Best test set accuracy: 0.7467532467532467
Achieved with hyperparameters: {'classifier__alpha': 0.001, 'features__pca__n_components': 3, 'features__select_best__k': 3}


---
## Custom class in a pipeline
In some scenarios, the standard Sklearn models and preprocessing functions may not be enough, and you will
have to generate your own custom classes.
However, you'll still want the convenience of `Pipeline` and the advantages that come with it.

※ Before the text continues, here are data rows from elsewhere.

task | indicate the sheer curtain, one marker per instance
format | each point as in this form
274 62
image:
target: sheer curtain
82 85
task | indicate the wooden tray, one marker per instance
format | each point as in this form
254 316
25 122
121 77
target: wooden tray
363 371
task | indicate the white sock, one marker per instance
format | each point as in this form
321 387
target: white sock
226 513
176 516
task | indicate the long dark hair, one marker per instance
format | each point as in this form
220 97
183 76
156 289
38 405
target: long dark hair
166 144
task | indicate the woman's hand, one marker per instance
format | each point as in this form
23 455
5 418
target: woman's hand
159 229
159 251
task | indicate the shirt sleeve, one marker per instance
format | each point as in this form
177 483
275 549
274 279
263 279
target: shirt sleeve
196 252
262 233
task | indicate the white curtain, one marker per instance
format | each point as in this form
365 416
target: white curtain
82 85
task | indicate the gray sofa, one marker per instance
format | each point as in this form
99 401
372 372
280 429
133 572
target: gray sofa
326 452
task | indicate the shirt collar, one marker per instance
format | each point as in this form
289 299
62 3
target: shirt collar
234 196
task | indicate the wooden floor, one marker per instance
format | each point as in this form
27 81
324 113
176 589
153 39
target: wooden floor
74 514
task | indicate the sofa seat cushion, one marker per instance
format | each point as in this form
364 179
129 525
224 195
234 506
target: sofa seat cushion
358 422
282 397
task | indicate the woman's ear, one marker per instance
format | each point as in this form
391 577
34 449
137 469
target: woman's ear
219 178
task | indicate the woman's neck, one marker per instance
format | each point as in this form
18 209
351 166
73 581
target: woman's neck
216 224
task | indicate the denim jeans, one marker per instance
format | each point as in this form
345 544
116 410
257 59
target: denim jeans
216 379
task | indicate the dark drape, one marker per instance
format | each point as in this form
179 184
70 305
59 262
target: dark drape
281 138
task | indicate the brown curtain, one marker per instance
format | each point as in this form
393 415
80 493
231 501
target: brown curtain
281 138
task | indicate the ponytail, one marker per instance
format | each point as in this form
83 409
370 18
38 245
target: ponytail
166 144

Here, we'll see how to embed your own custom class into an Sklearn `Pipeline`. We'll be using a dummy dataset where $y = 5x_1 + 2\sqrt{x_2}$. A linear regression model cannot find the appropriate solution, but a linear regression model that takes the square roots of the features (in addition to the features themselves) can.

In [12]:
import numpy as np

X = np.random.rand(1000, 2) * 10
y = 5 * X[:, 0] + 2 * np.sqrt(X[:, 1])

X_train, X_test, y_train, y_test = X[:600], X[600:], y[:600], y[600:]

In [13]:
from sklearn.linear_model import LinearRegression
from sklearn.metrics import mean_squared_error

model = LinearRegression()
model.fit(X_train, y_train)

y_pred = model.predict(X_test)
rmse = mean_squared_error(y_test, y_pred, squared=False)
print(f'Test set RMSE: {rmse}')

Test set RMSE: 0.33363728944960125


The performance just using linear regression is poor. Let's create a custom transformer
that generates a square-rooted version of the features, and use it in a pipeline.

In [14]:
from sklearn.base import BaseEstimator, TransformerMixin

# Custom Sklearn classes must:
# a) inherit from BaseEstimator and TransformerMixin
# b) implement the __init__(), fit(), and transform() methods
class SqrtTransformer(BaseEstimator, TransformerMixin):

    def __init__(self):
        # Your __init__ function takes in arguments as input
        # and does some initialization, such as creating model parameters.
        # This transformer does not require any.
        print('init() called')

    def fit(self, X, y = None):
        # Your forward() function takes in an X (and optionally a y)
        # and fits its parameters to the data. It then returns "self".
        # This transformer does not fit anything, because it is parameterless.
        print('fit() called')
        return self

    def transform(self, X, y = None):
        # Your transform() function takes in an X (and optionally a y)
        # and spits out the transformed output.
        # This transformer returns the original features and their square root.
        print('transform() called')
        X_sqrt = np.sqrt(X)
        X = np.concatenate((X, X_sqrt), axis=1)
        return X

In [15]:
pipeline = Pipeline(steps=[('sqrt', SqrtTransformer()), 
                           ('regression', LinearRegression())])
pipeline.fit(X_train, y_train)

y_pred = pipeline.predict(X_test)
rmse = mean_squared_error(y_test, y_pred, squared=False)
print(f'\nTest set RMSE: {rmse}')

init() called
fit() called
transform() called
transform() called

Test set RMSE: 1.0961584504754316e-14


---
## Activity (time permitting)
- Go back to some sklearn code you've written in the past (either for a project or an exercise).
- Turn it into a pipeline.
- Post your before/after snippets in the Slack thread.
- Meet back in 10 minutes.
- Ask questions if you weren't sure how to do something.

The goals of this exercise are to:
- Get comfortable pipelining your preprocessing and modeling code.
- See many paired before/after examples.
- Fill any gap in understanding that arises when trying out pipelines yourself.